Transvaginal mesh became a crippling nightmare for Australian family

vaginal mesh sling Transvaginal mesh became a crippling nightmare for Australian familyYears ago, Australian citizen Julie Davis had envisioned her perfect life. She would travel around the world, find the husband of her dreams, and settle down to start a family. Everything went according to plan until Mrs. Davis underwent surgery to correct a severe case of bladder prolapse that developed after the birth of her first child 10 years ago.

Mrs. Davis had to wait until after all of her children were born to repair her prolapse, which in her case was so severe the bladder extruded outside the body. When she was ready, her surgeon attached polypropylene transvaginal mesh across the pelvic area like a sling to help the muscles hold her bladder in its proper position.

But instead of improving her condition, Mrs. Davis said that the transvaginal mesh turned her life into a “traumatic” and “devastating” nightmare. In addition to constant pain and discomfort, Ms. Davis said she “just felt unwell all the time.”

“I also had this feeling – lack of energy, like my body was fighting something all the time,” Ms. Davis told the Australian Broadcasting Company (ABC).

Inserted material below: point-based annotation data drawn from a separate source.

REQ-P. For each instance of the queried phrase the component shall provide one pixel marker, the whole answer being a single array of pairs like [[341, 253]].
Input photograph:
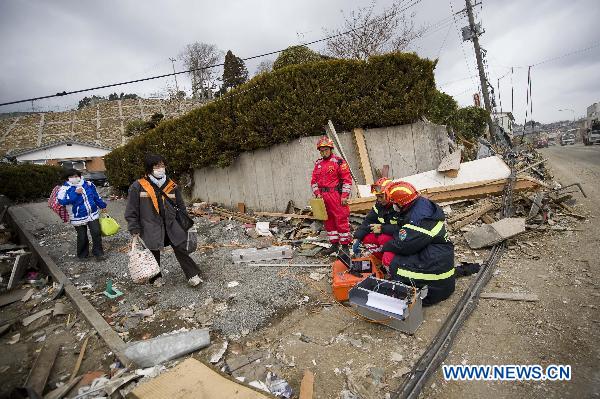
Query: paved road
[[563, 269]]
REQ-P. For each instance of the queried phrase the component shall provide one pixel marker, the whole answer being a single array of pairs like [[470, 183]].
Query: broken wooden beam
[[457, 192], [38, 375], [363, 155], [510, 296], [285, 215], [478, 212], [490, 234]]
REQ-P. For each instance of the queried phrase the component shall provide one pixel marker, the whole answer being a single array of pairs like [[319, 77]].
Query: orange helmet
[[324, 142], [379, 186], [401, 193]]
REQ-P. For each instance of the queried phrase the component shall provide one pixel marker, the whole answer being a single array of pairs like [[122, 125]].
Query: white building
[[593, 113], [70, 153]]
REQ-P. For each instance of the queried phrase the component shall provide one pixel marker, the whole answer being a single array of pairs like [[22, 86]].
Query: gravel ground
[[262, 293]]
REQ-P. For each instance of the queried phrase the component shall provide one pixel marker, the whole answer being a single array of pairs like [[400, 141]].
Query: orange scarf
[[152, 194]]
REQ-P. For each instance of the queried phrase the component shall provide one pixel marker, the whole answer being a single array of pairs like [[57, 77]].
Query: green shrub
[[468, 122], [25, 182], [276, 107]]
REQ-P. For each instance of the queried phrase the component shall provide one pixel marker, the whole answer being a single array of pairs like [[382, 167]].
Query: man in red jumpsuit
[[331, 180]]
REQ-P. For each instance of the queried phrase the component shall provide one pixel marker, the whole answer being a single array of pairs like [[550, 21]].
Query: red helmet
[[379, 186], [324, 142], [401, 193]]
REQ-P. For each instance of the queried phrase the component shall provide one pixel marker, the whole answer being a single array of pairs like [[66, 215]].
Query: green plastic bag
[[108, 225]]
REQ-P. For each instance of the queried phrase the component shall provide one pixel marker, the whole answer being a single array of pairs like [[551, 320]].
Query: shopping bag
[[108, 225], [142, 264], [191, 244], [59, 209]]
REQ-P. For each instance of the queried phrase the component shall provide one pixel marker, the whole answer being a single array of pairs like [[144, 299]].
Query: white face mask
[[159, 173]]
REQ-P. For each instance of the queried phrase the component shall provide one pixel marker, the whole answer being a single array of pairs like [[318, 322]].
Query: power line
[[65, 93]]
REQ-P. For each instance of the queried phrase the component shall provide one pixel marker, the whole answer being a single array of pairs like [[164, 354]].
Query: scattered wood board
[[30, 319], [42, 366], [476, 190], [363, 155], [490, 234], [487, 219], [285, 215], [19, 268], [478, 212], [450, 163], [307, 385], [510, 296], [12, 296], [192, 379]]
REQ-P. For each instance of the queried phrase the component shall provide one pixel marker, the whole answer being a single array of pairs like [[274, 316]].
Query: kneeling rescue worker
[[379, 225], [331, 180], [421, 252]]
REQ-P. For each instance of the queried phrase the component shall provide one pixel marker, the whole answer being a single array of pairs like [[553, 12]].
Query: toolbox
[[343, 280], [391, 303]]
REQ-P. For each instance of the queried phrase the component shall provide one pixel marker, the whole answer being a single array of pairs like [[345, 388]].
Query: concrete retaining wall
[[265, 180]]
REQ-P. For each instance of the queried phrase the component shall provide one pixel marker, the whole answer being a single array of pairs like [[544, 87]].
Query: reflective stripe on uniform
[[425, 276], [432, 233]]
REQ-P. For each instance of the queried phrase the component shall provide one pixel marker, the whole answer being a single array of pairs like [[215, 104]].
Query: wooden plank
[[333, 135], [402, 157], [307, 385], [480, 211], [19, 268], [488, 189], [363, 155], [12, 296], [38, 375], [450, 162], [285, 215], [510, 296], [192, 379], [112, 339], [490, 234], [79, 359]]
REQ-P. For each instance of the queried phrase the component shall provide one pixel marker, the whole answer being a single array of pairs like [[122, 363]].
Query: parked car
[[98, 178], [541, 143], [567, 139]]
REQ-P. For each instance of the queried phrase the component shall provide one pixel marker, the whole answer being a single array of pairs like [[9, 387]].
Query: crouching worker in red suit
[[379, 225], [331, 180], [421, 253]]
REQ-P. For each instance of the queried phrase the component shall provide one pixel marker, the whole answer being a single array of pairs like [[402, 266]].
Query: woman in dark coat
[[150, 215]]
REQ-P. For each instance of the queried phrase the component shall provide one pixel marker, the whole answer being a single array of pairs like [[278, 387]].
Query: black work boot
[[331, 250], [344, 255]]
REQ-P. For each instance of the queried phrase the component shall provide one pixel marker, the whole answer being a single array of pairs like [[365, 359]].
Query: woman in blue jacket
[[86, 205]]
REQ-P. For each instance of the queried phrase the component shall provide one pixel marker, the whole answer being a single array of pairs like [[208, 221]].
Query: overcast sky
[[54, 46]]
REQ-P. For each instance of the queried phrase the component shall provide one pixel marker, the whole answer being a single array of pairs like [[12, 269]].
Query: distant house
[[506, 121], [68, 153]]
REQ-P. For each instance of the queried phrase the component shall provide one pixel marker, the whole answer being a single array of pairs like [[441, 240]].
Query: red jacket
[[332, 173]]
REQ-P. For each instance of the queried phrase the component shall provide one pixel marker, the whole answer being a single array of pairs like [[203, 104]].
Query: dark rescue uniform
[[424, 255]]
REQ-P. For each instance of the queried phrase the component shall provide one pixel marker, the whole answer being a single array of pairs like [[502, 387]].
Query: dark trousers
[[83, 244], [189, 267]]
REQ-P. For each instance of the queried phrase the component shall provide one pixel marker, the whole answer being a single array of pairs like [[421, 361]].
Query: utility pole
[[482, 79], [174, 75]]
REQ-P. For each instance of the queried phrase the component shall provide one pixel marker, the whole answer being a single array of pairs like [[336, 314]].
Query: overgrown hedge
[[468, 123], [25, 182], [276, 107]]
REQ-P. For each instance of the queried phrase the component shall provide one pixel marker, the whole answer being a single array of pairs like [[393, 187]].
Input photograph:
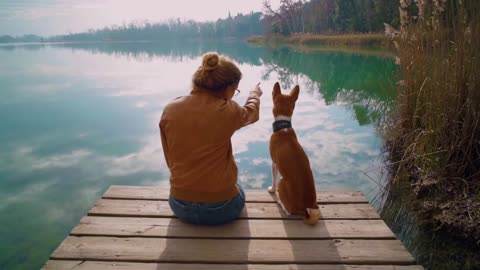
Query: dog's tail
[[312, 215]]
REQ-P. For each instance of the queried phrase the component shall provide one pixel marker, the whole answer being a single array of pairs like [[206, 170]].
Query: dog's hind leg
[[274, 185], [282, 196]]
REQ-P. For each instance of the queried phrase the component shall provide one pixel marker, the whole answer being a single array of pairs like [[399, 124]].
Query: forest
[[290, 18]]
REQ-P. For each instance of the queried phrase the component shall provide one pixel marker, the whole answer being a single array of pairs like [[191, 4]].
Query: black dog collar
[[281, 124]]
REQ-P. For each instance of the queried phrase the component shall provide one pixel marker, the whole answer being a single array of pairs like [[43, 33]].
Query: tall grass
[[434, 134], [350, 40]]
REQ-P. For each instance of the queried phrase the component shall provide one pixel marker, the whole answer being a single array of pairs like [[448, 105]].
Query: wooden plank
[[239, 229], [252, 195], [146, 208], [96, 265], [175, 250]]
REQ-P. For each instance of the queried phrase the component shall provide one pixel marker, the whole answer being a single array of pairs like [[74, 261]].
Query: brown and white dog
[[296, 190]]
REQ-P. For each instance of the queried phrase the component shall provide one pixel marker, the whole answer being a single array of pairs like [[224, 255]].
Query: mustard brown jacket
[[196, 133]]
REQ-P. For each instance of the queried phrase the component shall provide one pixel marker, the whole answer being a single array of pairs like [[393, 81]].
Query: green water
[[77, 118]]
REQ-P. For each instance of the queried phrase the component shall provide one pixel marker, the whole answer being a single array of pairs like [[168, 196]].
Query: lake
[[77, 118]]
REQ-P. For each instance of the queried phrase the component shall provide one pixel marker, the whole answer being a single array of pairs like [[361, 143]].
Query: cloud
[[148, 159]]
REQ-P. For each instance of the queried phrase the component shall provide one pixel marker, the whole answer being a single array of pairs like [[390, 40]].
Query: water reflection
[[77, 118], [432, 247]]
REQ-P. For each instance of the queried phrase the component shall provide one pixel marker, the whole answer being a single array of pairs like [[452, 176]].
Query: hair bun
[[210, 61]]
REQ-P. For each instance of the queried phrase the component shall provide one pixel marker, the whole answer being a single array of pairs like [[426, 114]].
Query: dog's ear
[[294, 92], [276, 90]]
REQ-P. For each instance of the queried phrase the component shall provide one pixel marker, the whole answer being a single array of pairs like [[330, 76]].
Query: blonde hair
[[216, 73]]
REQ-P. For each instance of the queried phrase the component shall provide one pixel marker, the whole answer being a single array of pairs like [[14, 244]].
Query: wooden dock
[[132, 227]]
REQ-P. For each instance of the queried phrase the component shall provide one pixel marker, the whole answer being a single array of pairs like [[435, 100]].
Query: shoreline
[[373, 44]]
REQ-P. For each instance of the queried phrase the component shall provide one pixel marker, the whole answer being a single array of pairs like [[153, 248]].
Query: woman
[[196, 133]]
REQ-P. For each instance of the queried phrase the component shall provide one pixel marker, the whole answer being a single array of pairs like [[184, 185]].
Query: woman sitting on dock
[[196, 133]]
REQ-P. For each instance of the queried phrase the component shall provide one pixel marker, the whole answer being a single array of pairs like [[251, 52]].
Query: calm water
[[76, 119]]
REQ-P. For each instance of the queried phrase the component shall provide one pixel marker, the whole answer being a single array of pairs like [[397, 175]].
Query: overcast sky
[[51, 17]]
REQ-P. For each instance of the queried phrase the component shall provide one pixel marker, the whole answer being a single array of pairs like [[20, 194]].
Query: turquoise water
[[77, 118]]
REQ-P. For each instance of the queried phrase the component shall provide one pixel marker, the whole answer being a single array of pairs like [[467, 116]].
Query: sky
[[53, 17]]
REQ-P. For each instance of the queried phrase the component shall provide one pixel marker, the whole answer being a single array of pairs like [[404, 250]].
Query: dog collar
[[281, 124]]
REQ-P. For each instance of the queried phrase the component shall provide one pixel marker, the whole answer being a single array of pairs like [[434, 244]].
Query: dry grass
[[435, 131], [350, 40]]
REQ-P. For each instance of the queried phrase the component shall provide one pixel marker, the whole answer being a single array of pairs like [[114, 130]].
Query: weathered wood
[[252, 195], [233, 251], [146, 208], [95, 265], [239, 229]]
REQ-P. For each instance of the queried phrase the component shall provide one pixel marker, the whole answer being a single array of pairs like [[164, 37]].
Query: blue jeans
[[208, 213]]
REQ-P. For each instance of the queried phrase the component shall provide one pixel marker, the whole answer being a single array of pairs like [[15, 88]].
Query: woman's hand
[[257, 91]]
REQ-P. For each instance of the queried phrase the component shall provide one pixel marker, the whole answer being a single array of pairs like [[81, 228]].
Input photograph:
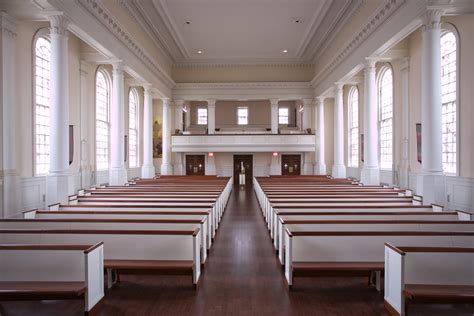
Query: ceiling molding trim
[[141, 15], [97, 9], [383, 13], [343, 17]]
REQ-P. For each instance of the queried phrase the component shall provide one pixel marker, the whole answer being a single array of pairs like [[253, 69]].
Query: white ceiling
[[240, 30]]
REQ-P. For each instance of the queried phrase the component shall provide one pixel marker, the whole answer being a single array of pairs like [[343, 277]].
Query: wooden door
[[290, 165], [195, 165], [247, 161]]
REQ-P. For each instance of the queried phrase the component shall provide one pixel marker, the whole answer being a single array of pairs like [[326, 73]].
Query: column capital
[[148, 89], [370, 63], [338, 86], [211, 102], [405, 64], [117, 67], [8, 24], [431, 18], [166, 102], [58, 21], [274, 102]]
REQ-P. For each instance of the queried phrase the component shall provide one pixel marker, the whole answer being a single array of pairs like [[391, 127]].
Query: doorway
[[290, 165], [247, 162], [195, 165]]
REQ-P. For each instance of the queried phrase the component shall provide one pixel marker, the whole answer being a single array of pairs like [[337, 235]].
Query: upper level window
[[283, 116], [448, 100], [202, 116], [353, 129], [385, 99], [102, 120], [242, 115], [42, 104], [133, 128]]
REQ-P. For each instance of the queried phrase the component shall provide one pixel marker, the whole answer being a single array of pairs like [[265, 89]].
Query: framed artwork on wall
[[418, 142]]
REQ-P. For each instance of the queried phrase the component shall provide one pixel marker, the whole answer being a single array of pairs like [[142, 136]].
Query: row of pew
[[71, 251], [323, 226]]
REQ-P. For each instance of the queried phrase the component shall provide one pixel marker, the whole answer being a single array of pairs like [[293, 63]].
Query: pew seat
[[436, 293], [18, 291]]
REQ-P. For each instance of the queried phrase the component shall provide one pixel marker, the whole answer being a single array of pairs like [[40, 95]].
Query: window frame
[[353, 164], [134, 92], [380, 76], [198, 116], [41, 33], [445, 28], [287, 115], [246, 108], [108, 81]]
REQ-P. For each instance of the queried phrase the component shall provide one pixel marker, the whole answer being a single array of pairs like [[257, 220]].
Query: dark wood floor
[[242, 277]]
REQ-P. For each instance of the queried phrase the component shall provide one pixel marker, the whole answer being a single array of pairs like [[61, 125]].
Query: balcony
[[243, 143]]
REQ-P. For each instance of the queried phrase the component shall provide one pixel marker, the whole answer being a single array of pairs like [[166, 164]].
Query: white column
[[166, 167], [148, 169], [370, 174], [117, 171], [211, 116], [307, 104], [58, 180], [431, 183], [187, 116], [320, 166], [405, 163], [11, 204], [85, 168], [274, 115], [338, 169]]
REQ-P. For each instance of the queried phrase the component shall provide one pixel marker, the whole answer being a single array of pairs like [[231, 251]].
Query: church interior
[[237, 157]]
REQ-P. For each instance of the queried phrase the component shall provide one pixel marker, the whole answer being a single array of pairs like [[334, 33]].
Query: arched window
[[385, 99], [42, 104], [353, 121], [448, 100], [133, 128], [102, 119]]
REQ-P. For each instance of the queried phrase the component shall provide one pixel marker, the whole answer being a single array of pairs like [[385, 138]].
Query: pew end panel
[[433, 275], [47, 271]]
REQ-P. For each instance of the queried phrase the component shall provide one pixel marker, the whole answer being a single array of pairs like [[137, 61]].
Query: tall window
[[386, 118], [202, 116], [283, 116], [42, 104], [353, 127], [102, 120], [242, 115], [448, 100], [133, 128]]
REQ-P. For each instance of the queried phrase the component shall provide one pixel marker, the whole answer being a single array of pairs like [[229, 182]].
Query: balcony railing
[[244, 143]]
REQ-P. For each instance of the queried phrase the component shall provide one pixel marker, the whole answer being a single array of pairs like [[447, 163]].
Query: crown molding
[[230, 65], [381, 14], [336, 19], [101, 13], [146, 16]]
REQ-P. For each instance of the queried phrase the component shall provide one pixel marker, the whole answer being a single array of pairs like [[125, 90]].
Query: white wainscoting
[[459, 192], [33, 192]]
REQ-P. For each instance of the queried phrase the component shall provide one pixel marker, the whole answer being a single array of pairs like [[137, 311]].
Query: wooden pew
[[329, 253], [362, 224], [52, 272], [115, 224], [420, 274], [126, 251]]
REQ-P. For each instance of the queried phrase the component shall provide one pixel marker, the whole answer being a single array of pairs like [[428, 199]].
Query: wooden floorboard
[[242, 276]]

Mrs. Davis eventually found a new surgeon who could explain to her what was happening with the mesh inside of her body. He told her that the bladder moved back and forth on top of the mesh sling holding it in place, so that the mesh had a cheese grater effect on the organs and tissue that it contacted with regular movement. In effect, the device rubbed a hole into the wall of her vagina.

Transvaginal mesh devices can also perforate the bladder and other organs, causing bleeding and potentially deadly infection.

For Mrs. Davis, the pain became so debilitating that she could no longer walk and had to rely on a motorized scooter to get around. Sexual intercourse became too painful. Mr. Davis told ABC the experience put him in “survival mode” and he spent all of his time “just trying to hold everything together.” The family business suffered and the emotional toll on everyone became almost too much to bear.

“It did get to the point where I just actually was chronically depressed and I had to go to see a (general physician) and go on antidepressants,” Mrs. Davis told ABC. Mrs. Davis added that at one point, she was became so desperate that she was driving her car in a part of Sydney with high rocky sea cliffs when she thought how easy it would be to just turn the wheel and go off.

After having five surgeries to remove the transvaginal mesh from her body, Mrs. Davis and her husband are trying to rebuild their lives. Mrs. Davis has joined a large class-action lawsuit against Johnson & Johnson in Australia, brought by women who allege the mesh devices caused severe and debilitating injuries. Her lawyer estimates that as many as 20,000 Australian women have had their pelvic organ prolapse or stress urinary incontinence repaired with transvaginal mesh, and told ABC that the mesh class action has the potential to become the largest product class action in Australian history.

“I hope that we’re over the hill now and start rebuilding our lives again in the way that we planned to begin with,” Mr. Davis told ABC. “We had great plans and great ideas of how we wanted to build our life, with the children, etc. and I feel that life has been running away from us and we haven’t been able to sit back and enjoy some of it.”